Neural progenitor cell engraftment corrects lysosomal storage throughout the MPS VII mouse brain

Abstract

Many metabolic diseases affecting the central nervous system are refractory to treatment because the blood-brain barrier restricts entry of therapeutic molecules. It may be possible to deliver therapeutic gene products directly to the brain by transplantation of neural progenitor cells, which can integrate into the murine central nervous system in a cytoarchitecturally appropriate manner. We tested this approach in mucopolysaccharidosis VII (Sly disease), a lysosomal storage disorder of humans, dogs and mice caused by an inherited deficiency of beta-glucuronidase. Lysosomal accumulation of glycosaminoglycans occurs in the brain and other tissues, causing a fatal progressive degenerative disorder, including mental retardation. Treatments are designed to provide a source of normal enzyme for uptake by diseased cells.
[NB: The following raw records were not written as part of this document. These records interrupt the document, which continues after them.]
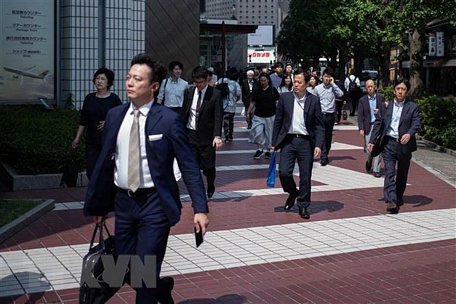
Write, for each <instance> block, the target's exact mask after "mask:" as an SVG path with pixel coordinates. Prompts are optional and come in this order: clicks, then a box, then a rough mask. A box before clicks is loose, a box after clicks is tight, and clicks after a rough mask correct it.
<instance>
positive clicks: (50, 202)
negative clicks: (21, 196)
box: [0, 200, 55, 244]
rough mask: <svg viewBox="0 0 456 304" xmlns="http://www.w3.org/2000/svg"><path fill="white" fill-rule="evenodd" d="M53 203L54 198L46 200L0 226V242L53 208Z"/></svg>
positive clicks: (32, 221)
mask: <svg viewBox="0 0 456 304" xmlns="http://www.w3.org/2000/svg"><path fill="white" fill-rule="evenodd" d="M54 205H55V204H54V200H47V201H45V202H43V203H42V204H40V205H38V206H36V207H35V208H33V209H32V210H29V211H27V212H26V213H24V214H23V215H21V216H20V217H18V218H17V219H15V220H14V221H12V222H11V223H8V224H6V225H5V226H2V227H0V244H1V243H2V242H4V241H5V240H7V239H8V238H10V237H11V236H13V235H14V234H15V233H17V232H18V231H20V230H22V229H24V228H25V227H27V226H28V225H30V223H32V222H34V221H36V220H37V219H39V218H40V217H41V216H43V215H44V214H45V213H47V212H49V211H51V210H52V209H54Z"/></svg>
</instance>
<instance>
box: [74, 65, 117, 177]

We report here that by transplanting beta-glucuronidase-expressing neural progenitors into the cerebral ventricles of newborn mice, donor cells engrafted throughout the neuraxis. At maturity, donor-derived cells were present as normal constituents of diverse brain regions. beta-Glucuronidase activity was expressed along the entire neuraxis, resulting in widespread correction of lysosomal storage in neurons and glia in affected mice.